Without distancing yourself from the coupleFor García and her friends, saying “I do” doesn’t mean they’re giving up on romantic relationships or even walking down the aisle hand in hand with a partner again. World He explains that three friends who embrace monogamy have more in common than their desire to justify their love for themselves: they are women, from Oviedo, heterosexual, they met in some dance classes that Estay also attended, and they are not close to each other. They have already experienced what it is like to share life with another person.
Garcia has had several partners. Another of the women in the bridal gown is a 32-year-old teacher. The third is over 60, has a son and was divorced years ago. “They’re all at different stages of their lives,” the painter adds. Before she was leading a monogamous relationship or acting out a relationship on her own, Estay had a boyfriend, but she admits that she “voided herself as a person.” “I thought: If people promise each other eternal love, why don’t I promise myself first?”
Dating back to the 90s. The connections between García and his friends have also sparked interest beyond Asturias, but the truth is that monogamy is not new. Nor are its connections exceptional. The practice dates back at least to the 90s. In 1993, Linda Baker, a dental hygienist from Los Angeles, had already done something similar: she printed invitations for 75 family and friends, organized a wedding officiated by a person she trusted, and declared herself “husband and wife”. Years later, in mid-2104, Sasha Cagen organized a similar event in Buenos Aires; an exercise in “self-evaluation and acceptance”.
Are they legally valid? Monogamous marriages have an emotional and symbolic value that their supporters insist on, but their validity does not extend to the government. Saying “I do” to oneself does not carry the legal advantages of traditional marriage, nor does it grant the 15-day leave privilege granted to married couples.
In 2017, Vice noted that monogamy is not recognized as a binding relationship in either the EU, North America or the UK. This does not mean that it has gained visibility over time. And not just on a private level. In 2020, Candela Pena starred in the film La Boda de Rosa, in which her character decides to marry herself. Cagen himself published a book with a statement of intent: Quirkyalone: A manifesto for non-compromise.

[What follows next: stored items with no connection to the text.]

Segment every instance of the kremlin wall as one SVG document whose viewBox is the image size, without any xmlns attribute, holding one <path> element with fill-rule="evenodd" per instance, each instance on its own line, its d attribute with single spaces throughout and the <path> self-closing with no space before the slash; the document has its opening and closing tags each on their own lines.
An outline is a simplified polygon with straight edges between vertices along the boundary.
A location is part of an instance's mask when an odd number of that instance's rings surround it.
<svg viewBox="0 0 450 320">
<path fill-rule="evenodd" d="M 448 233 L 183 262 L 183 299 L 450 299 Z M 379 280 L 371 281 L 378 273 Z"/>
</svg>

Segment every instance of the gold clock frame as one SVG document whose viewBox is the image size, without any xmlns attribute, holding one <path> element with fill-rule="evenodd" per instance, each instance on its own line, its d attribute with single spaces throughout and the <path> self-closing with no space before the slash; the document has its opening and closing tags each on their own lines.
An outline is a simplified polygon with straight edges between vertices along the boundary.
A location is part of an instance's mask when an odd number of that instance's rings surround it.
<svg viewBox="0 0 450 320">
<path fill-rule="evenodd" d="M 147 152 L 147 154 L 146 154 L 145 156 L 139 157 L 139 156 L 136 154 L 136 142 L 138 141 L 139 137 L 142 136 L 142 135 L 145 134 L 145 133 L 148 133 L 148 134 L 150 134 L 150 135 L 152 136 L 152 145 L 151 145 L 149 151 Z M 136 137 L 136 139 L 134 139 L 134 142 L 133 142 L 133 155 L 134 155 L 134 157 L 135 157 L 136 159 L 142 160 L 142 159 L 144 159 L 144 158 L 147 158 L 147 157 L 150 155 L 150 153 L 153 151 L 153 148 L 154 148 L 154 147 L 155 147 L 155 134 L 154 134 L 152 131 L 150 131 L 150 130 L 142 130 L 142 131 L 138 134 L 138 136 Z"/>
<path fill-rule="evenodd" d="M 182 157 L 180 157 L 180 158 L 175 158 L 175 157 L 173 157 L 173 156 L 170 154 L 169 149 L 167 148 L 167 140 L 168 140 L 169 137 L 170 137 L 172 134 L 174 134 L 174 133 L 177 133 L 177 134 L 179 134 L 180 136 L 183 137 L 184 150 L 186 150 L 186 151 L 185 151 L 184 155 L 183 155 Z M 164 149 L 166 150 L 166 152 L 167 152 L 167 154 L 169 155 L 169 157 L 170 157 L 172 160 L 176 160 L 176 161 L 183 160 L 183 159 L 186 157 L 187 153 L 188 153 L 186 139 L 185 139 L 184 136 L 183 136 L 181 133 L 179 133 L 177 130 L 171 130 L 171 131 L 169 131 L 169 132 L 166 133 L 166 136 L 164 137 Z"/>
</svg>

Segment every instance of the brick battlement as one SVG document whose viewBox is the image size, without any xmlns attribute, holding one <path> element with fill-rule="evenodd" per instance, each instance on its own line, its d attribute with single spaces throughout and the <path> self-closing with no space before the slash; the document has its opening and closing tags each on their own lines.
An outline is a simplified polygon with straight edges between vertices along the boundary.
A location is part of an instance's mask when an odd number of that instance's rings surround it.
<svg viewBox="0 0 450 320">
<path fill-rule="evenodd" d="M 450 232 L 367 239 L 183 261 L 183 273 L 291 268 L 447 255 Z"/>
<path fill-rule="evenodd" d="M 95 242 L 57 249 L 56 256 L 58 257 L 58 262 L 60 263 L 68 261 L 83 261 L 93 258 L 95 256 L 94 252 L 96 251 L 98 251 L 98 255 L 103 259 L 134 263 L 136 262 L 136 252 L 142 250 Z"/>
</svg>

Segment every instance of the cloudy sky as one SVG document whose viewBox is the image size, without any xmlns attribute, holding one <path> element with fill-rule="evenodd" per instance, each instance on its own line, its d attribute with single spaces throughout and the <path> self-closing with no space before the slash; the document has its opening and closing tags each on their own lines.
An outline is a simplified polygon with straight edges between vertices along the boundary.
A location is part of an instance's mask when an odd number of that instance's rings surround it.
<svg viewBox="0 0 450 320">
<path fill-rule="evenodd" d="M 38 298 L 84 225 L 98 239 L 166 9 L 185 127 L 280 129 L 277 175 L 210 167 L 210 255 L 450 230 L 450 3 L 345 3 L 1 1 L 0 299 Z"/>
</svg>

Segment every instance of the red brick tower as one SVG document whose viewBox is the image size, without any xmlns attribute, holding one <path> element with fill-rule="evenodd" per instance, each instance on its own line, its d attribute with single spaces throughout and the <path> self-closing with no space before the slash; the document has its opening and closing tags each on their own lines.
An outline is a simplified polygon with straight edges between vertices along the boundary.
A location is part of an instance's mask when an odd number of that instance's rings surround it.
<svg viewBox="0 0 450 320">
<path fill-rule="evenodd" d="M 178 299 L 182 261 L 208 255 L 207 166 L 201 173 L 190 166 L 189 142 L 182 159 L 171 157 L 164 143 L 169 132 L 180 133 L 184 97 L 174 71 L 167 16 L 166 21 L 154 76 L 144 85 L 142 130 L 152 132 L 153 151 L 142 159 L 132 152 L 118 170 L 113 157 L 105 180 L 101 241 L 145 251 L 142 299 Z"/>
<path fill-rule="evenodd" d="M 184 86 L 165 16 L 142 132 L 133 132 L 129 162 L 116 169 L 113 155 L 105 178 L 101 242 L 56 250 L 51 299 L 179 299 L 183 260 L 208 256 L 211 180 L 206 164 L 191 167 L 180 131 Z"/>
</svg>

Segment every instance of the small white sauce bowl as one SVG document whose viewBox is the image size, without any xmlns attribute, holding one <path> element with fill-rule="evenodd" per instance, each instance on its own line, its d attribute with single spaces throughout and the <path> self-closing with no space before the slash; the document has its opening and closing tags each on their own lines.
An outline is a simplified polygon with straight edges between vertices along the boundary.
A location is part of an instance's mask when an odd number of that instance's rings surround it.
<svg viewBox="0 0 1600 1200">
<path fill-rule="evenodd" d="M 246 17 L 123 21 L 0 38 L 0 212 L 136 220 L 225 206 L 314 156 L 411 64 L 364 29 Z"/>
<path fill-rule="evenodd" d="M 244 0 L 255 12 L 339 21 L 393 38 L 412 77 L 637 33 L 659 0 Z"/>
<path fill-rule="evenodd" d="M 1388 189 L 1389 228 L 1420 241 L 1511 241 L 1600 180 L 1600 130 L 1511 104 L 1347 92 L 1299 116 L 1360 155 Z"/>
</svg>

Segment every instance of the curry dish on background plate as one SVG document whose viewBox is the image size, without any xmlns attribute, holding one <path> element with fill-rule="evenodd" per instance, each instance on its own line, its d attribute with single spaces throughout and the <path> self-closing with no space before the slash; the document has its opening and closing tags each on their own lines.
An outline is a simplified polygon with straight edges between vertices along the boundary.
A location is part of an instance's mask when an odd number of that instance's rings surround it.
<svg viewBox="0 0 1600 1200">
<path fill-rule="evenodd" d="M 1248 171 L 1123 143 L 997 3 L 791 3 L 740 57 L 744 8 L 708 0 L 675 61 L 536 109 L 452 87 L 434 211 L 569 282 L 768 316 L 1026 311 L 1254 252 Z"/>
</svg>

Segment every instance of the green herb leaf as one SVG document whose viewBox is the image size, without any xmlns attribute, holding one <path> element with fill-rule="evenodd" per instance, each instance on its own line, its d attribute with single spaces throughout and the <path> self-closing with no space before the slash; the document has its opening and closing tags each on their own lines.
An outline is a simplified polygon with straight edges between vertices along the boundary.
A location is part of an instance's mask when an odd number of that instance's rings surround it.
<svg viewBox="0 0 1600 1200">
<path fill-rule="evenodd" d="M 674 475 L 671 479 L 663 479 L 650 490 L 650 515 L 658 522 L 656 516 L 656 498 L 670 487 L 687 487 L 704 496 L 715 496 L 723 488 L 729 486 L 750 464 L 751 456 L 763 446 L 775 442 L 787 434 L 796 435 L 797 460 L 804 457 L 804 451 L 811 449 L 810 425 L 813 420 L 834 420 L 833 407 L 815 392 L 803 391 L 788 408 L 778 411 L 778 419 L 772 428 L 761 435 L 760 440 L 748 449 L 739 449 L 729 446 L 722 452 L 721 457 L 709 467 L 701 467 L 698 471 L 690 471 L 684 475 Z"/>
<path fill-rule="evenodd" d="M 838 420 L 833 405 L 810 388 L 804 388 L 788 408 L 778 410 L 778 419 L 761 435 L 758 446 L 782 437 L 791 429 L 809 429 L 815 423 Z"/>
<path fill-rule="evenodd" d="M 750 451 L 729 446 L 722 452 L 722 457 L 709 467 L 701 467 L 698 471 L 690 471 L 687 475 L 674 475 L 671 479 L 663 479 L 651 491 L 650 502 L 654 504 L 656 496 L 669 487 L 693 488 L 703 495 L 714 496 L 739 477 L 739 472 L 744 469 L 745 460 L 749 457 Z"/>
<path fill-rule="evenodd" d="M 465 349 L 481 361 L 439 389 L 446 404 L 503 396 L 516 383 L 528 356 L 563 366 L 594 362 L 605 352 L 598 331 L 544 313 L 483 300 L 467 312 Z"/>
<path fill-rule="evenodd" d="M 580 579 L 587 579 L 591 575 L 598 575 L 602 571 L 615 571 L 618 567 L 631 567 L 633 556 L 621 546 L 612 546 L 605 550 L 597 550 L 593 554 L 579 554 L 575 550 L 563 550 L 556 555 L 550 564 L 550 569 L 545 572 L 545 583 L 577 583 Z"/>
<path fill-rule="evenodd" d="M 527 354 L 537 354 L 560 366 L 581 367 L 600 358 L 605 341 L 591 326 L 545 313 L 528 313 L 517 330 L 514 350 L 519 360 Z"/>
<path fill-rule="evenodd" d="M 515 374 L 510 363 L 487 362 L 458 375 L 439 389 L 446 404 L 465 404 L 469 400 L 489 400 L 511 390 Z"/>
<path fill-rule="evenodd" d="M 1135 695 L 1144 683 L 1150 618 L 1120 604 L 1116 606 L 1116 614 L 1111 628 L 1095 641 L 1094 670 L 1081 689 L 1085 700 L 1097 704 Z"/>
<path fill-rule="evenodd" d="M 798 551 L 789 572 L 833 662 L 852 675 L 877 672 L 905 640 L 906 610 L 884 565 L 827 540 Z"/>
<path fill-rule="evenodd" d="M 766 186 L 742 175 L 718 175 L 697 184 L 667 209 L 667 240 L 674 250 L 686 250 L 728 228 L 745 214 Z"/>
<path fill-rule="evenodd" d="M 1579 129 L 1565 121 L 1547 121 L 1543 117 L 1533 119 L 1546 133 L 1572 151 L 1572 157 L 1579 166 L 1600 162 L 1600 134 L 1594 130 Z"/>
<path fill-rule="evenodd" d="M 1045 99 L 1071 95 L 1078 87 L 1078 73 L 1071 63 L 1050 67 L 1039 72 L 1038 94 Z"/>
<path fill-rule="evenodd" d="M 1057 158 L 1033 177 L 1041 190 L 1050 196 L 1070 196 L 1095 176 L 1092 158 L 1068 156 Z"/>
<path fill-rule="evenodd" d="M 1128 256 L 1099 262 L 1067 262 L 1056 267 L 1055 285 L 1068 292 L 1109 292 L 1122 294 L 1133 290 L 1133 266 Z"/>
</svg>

150 “yes you want” (and counting). Its very nature makes it very difficult to get a sense of how widespread monogamy was and how many preceded García and his friends in Spain. World But it does provide an important clue. May Serrano, in Spain, decided to say “I do” to herself in 2011, and estimates that around 150 weddings have taken place in the country since then.
“It was a long and very fun road,” he tells the newspaper, noting that he has organized around 65 solo relationships. His experience shows, first, that most of the ceremonies are celebrated in the north; second, that monogamy has triumphed, especially among women. There are men – García explains that he is about to take the first step in Gijón – but they are a minority, barely 1%.
Picture | Allef Vinicius (Unsplash)
In Xaytaka | What is agamy, the new form of relationship that breaks with monogamy and polygamy and is gaining ground in Spain?
Source: Xatak Android
Ashley Johnson is a science writer for “Div Bracket”. With a background in the natural sciences and a passion for exploring the mysteries of the universe, she provides in-depth coverage of the latest scientific developments.